DagsterDocs

Deploying Dagster to Docker#

If you are running on AWS ECS or another container-based orchestration system, you'll likely want to package Dagit using a Docker image.

A minimal skeleton Dockerfile that will run Dagit is shown below:

FROM python:3.7-slim

RUN mkdir -p /opt/dagster/dagster_home /opt/dagster/app

RUN pip install dagit dagster-postgres

# Copy your pipeline code and workspace to /opt/dagster/app
COPY pipelines.py workspace.yaml /opt/dagster/app/

ENV DAGSTER_HOME=/opt/dagster/dagster_home/

# Copy dagster instance YAML to $DAGSTER_HOME
COPY dagster.yaml /opt/dagster/dagster_home/

WORKDIR /opt/dagster/app

EXPOSE 3000

ENTRYPOINT ["dagit", "-h", "0.0.0.0", "-p", "3000"]

You'll also need to include a dagster.yaml file in the same directory as the Dockerfile to configure the Dagster instance that Dagit will use:

run_storage:
  module: dagster_postgres.run_storage
  class: PostgresRunStorage
  config:
    postgres_db:
      username:
        env: DAGSTER_PG_USERNAME
      password:
        env: DAGSTER_PG_PASSWORD
      hostname:
        env: DAGSTER_PG_HOST
      db_name:
        env: DAGSTER_PG_DB
      port: 5432

event_log_storage:
  module: dagster_postgres.event_log
  class: PostgresEventLogStorage
  config:
    postgres_db:
      username:
        env: DAGSTER_PG_USERNAME
      password:
        env: DAGSTER_PG_PASSWORD
      hostname:
        env: DAGSTER_PG_HOST
      db_name:
        env: DAGSTER_PG_DB
      port: 5432

schedule_storage:
  module: dagster_postgres.schedule_storage
  class: PostgresScheduleStorage
  config:
    postgres_db:
      username:
        env: DAGSTER_PG_USERNAME
      password:
        env: DAGSTER_PG_PASSWORD
      hostname:
        env: DAGSTER_PG_HOST
      db_name:
        env: DAGSTER_PG_DB
      port: 5432

compute_logs:
  module: dagster_aws.s3.compute_log_manager
  class: S3ComputeLogManager
  config:
    bucket: "mycorp-dagster-compute-logs"
    prefix: "dagster-test-"

local_artifact_storage:
  module: dagster.core.storage.root
  class: LocalArtifactStorage
  config:
    base_dir: "/opt/dagster/local/"

In cases where you're using environment variable to configure the instance, you should ensure these environment variables are exposed in the running Dagit container.

In practice, you may want to volume mount your pipeline code into your containers to enable deployment patterns such as git-sync sidecars that avoid the need to rebuild images and redeploy containers when pipeline code changes.

Dagit servers expose a health check endpoint at /dagit_info, which returns a JSON response like:

{
  "dagit_version": "0.6.6",
  "dagster_graphql_version": "0.6.6",
  "dagster_version": "0.6.6"
}

Multi-container Docker deployment#

More advanced dagster deployments will require deploying more than one container.
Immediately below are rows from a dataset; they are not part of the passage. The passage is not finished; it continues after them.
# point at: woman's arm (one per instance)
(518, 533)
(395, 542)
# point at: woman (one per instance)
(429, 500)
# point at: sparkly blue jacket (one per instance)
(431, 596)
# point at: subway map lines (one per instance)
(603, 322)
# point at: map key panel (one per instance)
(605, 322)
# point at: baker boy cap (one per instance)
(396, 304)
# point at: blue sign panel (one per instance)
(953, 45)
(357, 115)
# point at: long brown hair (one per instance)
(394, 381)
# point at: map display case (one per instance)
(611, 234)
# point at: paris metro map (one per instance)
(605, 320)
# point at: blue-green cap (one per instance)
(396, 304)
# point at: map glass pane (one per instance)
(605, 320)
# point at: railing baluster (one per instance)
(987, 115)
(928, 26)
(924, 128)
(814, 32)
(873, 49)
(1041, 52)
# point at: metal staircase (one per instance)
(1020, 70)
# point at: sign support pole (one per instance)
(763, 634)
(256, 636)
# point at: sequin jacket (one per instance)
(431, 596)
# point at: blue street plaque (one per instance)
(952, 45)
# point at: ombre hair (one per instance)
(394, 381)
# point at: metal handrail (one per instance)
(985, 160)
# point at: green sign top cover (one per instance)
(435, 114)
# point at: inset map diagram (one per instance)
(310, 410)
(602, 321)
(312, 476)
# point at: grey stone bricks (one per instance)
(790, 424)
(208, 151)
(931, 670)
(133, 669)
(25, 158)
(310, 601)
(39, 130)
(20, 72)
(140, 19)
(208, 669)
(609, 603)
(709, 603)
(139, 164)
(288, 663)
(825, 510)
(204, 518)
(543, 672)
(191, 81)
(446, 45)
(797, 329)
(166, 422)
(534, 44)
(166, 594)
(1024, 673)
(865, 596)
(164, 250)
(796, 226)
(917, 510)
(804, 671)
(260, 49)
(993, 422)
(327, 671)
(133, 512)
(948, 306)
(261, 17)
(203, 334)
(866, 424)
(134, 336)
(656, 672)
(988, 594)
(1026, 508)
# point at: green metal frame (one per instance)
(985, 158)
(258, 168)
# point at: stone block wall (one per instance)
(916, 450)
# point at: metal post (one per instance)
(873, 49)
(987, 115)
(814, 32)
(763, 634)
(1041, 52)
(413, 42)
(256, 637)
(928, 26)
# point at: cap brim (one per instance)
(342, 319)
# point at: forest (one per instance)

For example, if you are using dagster-daemon to run schedules and sensors or manage a queue of runs, you'll likely want a separate container running the dagster-daemon service. Dagster also supports a deployment setup where pipeline code can be updated and deployed separately in its own container, without needing to redeploy the other dagster services.
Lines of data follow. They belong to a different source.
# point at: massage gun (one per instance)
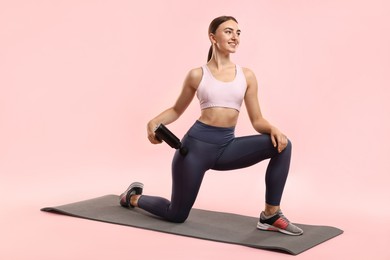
(163, 134)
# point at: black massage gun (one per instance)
(163, 134)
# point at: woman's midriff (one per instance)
(219, 116)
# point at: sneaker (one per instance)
(134, 189)
(278, 222)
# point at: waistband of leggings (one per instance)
(211, 134)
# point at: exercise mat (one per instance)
(203, 224)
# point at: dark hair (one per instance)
(213, 28)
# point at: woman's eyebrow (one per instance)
(229, 28)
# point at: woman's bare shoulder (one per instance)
(194, 76)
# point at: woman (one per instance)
(221, 86)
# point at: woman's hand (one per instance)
(151, 135)
(279, 140)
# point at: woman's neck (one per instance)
(220, 62)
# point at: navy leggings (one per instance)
(217, 148)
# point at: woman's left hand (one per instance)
(279, 140)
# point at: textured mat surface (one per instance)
(203, 224)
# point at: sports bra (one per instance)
(212, 92)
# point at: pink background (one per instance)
(80, 79)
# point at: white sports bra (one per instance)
(215, 93)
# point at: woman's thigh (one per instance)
(246, 151)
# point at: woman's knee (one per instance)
(179, 217)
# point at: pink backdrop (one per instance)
(80, 79)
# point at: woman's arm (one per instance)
(170, 115)
(259, 123)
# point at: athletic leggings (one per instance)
(217, 148)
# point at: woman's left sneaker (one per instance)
(278, 222)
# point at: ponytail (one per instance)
(210, 53)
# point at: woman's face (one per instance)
(227, 37)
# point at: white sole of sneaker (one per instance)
(268, 227)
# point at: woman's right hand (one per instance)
(151, 135)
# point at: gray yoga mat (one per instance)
(203, 224)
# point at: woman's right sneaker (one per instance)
(134, 189)
(278, 222)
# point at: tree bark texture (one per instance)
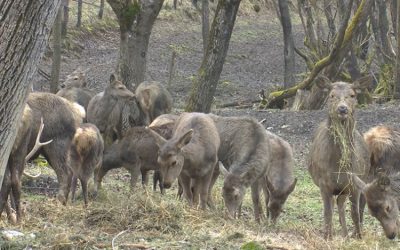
(24, 30)
(101, 10)
(136, 19)
(65, 18)
(288, 50)
(79, 18)
(340, 48)
(55, 66)
(397, 77)
(205, 21)
(205, 83)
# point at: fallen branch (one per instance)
(342, 42)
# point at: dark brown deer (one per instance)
(61, 118)
(191, 155)
(136, 152)
(338, 149)
(154, 99)
(279, 181)
(114, 111)
(245, 151)
(383, 194)
(86, 155)
(75, 89)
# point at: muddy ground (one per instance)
(254, 62)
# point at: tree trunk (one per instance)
(65, 18)
(288, 51)
(205, 21)
(79, 18)
(397, 77)
(101, 9)
(205, 84)
(340, 48)
(55, 66)
(136, 19)
(24, 30)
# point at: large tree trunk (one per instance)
(79, 18)
(205, 22)
(288, 51)
(65, 18)
(55, 66)
(205, 84)
(101, 9)
(136, 19)
(397, 77)
(330, 64)
(24, 30)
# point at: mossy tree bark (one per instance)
(340, 49)
(205, 83)
(136, 19)
(55, 66)
(288, 50)
(79, 17)
(24, 31)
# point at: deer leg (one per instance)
(255, 196)
(266, 197)
(145, 179)
(362, 207)
(214, 179)
(16, 186)
(186, 187)
(74, 184)
(84, 191)
(135, 172)
(56, 155)
(204, 185)
(328, 210)
(341, 199)
(355, 212)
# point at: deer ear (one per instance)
(291, 188)
(358, 182)
(324, 83)
(160, 141)
(146, 99)
(362, 83)
(113, 78)
(384, 182)
(222, 169)
(185, 139)
(269, 185)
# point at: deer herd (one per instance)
(83, 135)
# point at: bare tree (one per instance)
(55, 66)
(65, 18)
(136, 19)
(101, 9)
(79, 18)
(205, 22)
(397, 77)
(24, 30)
(288, 51)
(205, 84)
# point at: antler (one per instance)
(38, 144)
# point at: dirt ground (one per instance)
(254, 62)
A complete working example of this architecture using docker-compose can be found in this example below, which includes a dagit container, a dagster-daemon container, and one or more containers with user pipeline code.

Example#

You can find the code for this example on Github

This example demonstrates a Dagster deployment that includes a Dagit container for loading and launching pipelines, a dagster-daemon container for managing a run queue and submitting runs from schedules and sensors, a postgres container for persistent storage, and a container with user pipeline code. The Dagster instance uses DockerRunLauncher to launch each run in its own container.

To start the deployment, run docker-compose up.